ACADEMIA
Kraken set to deliver 2 billionth CPU hour, sustains 96 percent utilization
Funded by the National Science Foundation (NSF) and managed by the University of Tennessee’s National Institute for Computational Sciences (NICS), Kraken is located at Oak Ridge National Laboratory. Kraken is one of the integrated digital resources of the eXtreme Science and Engineering Discovery Environment (XSEDE), successor to NSF’s TeraGrid project.
These noteworthy achievements highlight different aspects of NSF’s largest machine.

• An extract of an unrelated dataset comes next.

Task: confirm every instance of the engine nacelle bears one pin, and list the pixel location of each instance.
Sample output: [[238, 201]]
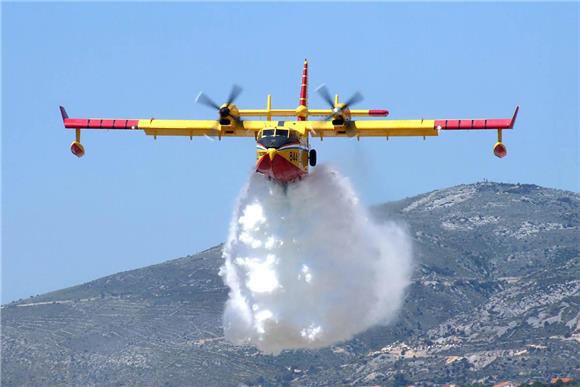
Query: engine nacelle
[[499, 149], [77, 149]]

Delivering 2 billion hours emphasizes the long-term success of the machine and the staff at NICS who work to maintain it and aid users in their scientific endeavors. Such high utilization of Kraken underscores a tremendous short-term success—high-performance users across the nation choose to use Kraken for their research on a daily basis.
“Kraken meets the user community’s needs across a broad range of scientific domains and job sizes,” said NICS executive director Sean Ahern. “NICS provides roughly 60 percent of all the hours allocated on NSF resources, and we’re able to do this while maintaining extremely high utilization and delivering billions of hours.”
Kraken supports scientific projects as diverse as astrophysics, biology, climate change, materials research, and humanities, just to name a few. And while the domains are diverse, their computational needs are even more distinct—another issue that Kraken easily manages.
“Other centers with large machines have policies stipulating that projects must use a sizeable portion of the machine to even be considered for an allocation,” said NICS system administrator Troy Baer. “Kraken runs everything from projects that need one node to teams who would run the entire machine for weeks if we would let them.” This mix of jobs permits consumption of nearly all of Kraken’s 112,896 cores as smaller jobs take advantage of unused nodes in the spaces between larger jobs.
This type of high utilization is not new to the mythically named Cray. Kraken underwent its most recent upgrade in January, bringing the peak performance speed to 1.17 petaflops (more than a thousand trillion calculations per second). Since March—the first full month of production after the upgrade—Kraken has delivered at least 70 million CPU hours each month. Adding to that impressive feat, Kraken has maintained an overall average of 91 percent utilization since November 1, 2010, without compensating for downtimes such as preventative maintenance or system outages.
“Part of the reason for our recent high utilization is because we had an incredibly high availability on the machine,” explains Baer. “Kraken was only down for about two and a half hours in October, which is less than normal. That says a great deal about us having shaken out the machine well.”
With extreme versatility and mounting accolades, Kraken is sure to preserve its long and productive history as XSEDE’s strongest computational resource.